What is the Breusch-Pagan-Godfrey Test?
Running the Test
The test statistic for the Breusch-Pagan-Godfrey test is:
N * R2 (with k degrees of freedom)
Where:
- n = sample size
- R2 = R2(Coefficient of Determination) of the regression of squared residuals from the original regression.
- k = number of independent variables.
The test statistic approximately follows a chi-square distribution.
- The null hypothesis for this test is that the error variances are all equal.
- The alternate hypothesis is that the error variances are not equal. More specifically, as Y increases, the variances increase (or decrease).
A small chi-square value (along with an associated small p-value) indicates the null hypothesis is true (i.e. that the variances are all equal).
Note that the Breush-Pagan test measures how errors increase across the explanatory variable, Y. The test assumes the error variances are due to a linear function of one or more explanatory variables in the model. That means heteroskedasticity could still be present in your regression model, but those errors (if present) are not correlated with the Y-values.
If you suspect that a small subset of values is causing heteroskedasticity, you can run a modified Breusch-Pagan test on those values alone.

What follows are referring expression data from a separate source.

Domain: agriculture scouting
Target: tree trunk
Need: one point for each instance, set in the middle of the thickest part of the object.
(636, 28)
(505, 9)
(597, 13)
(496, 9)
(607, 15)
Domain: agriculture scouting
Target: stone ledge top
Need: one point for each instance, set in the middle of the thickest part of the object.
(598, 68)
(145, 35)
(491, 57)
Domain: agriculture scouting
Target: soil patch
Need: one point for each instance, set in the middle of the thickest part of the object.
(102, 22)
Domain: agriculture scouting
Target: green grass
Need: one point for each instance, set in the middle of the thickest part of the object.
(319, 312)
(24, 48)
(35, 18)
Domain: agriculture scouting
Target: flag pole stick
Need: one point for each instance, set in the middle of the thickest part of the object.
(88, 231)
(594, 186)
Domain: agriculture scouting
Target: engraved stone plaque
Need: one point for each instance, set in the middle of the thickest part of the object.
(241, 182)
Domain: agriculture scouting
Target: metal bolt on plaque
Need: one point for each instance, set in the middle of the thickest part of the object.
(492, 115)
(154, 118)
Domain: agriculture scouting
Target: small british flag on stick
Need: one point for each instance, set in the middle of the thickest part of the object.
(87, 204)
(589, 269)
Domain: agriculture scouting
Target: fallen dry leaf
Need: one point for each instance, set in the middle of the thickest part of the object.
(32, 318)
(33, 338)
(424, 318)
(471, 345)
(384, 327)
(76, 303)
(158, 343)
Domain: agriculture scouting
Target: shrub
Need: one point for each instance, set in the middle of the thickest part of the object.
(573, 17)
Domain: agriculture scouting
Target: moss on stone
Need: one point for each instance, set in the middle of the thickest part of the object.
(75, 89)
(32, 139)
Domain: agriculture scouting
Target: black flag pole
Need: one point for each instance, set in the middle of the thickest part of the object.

Caution: Some authors (including Bickel(1978) and Koenker(1981) have suggested the Breusch-Pagan-Godfrey test statistic may not be accurate for non-normal data.
References:
Bickel, P.J., 1978, Using residuals robustly I: Test for heteroscedasticity and nonlinearity, Annals of Statistics 6, 266-291.
Breusch, T.S. and A.R. Pagan, 1979, A simple test for heteroscedasticity and random coefficient variation, Econometrica 47, 1287- 1294.
Koenker, R., 1981, A note on studentizing a test for heteroscedasticity, Journal of Econometrics 17, 107-l 12.